Unexpected turn of events for children’s health insurance

 

WASHINGTON (AP) -- The modest spending increase that Congress approved for a popular children’s health insurance program will maintain coverage for those already enrolled. But many lacking insurance will have to look elsewhere.

Few expected such a result when 2007 began. Democrats proposed a huge spending increase on the federal-state partnership known as the State Children’s Health Insurance Program. Many Republicans embraced the idea.

Some analysts say the number of children getting SCHIP coverage may still decline next year — a bitter prospect for Democrats who promised they would expand enrollment from 6 million children to 10 million.

 

Republican lawmakers say they want to work out a compromise. But they insisted that SCHIP retain a new Bush administration directive that makes it harder for states to cover middle-income children.

The directive said that before states cover higher-income children, they must meet the following threshold: At least 95 percent of children eligible for Medicaid and SCHIP with incomes less than twice the poverty level must be enrolled in those programs.
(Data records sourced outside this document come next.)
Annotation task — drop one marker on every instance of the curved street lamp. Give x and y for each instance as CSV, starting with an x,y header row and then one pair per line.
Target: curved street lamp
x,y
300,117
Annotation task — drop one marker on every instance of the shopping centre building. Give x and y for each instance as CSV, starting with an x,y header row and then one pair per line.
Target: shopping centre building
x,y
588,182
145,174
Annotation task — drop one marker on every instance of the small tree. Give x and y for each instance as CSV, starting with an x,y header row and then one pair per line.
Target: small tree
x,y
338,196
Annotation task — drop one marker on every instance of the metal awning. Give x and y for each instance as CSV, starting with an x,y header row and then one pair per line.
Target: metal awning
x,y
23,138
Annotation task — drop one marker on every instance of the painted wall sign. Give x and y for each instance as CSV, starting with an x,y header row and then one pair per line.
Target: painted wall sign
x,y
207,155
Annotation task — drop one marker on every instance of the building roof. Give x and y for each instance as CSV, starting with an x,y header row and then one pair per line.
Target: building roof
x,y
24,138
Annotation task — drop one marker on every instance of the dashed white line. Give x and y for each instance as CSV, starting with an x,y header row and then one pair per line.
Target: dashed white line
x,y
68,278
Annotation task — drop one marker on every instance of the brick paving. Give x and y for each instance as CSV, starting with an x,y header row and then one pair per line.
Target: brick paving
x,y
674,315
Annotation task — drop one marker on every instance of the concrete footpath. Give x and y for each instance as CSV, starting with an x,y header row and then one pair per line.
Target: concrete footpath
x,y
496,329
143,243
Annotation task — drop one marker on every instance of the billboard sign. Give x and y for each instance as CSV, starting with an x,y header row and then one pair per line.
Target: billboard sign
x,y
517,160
Many states say meeting that threshold is nearly impossible. But that’s not all the directive said.

 

Even if states meet that threshold, the middle-income children will have to go without private coverage for a full year before they can enroll in SCHIP, and their families will have to pay premiums or co-payments that are 5 percent of their income.

California is considering a proposal that would require all Californians to have health insurance coverage, but a central piece of that proposal also increases the threshold for SCHIP eligibility — from the $42,925 level for a family of three to the $51,510 level.

Overall, about 9.4 million children ages 18 and under are uninsured, according to the Census Bureau.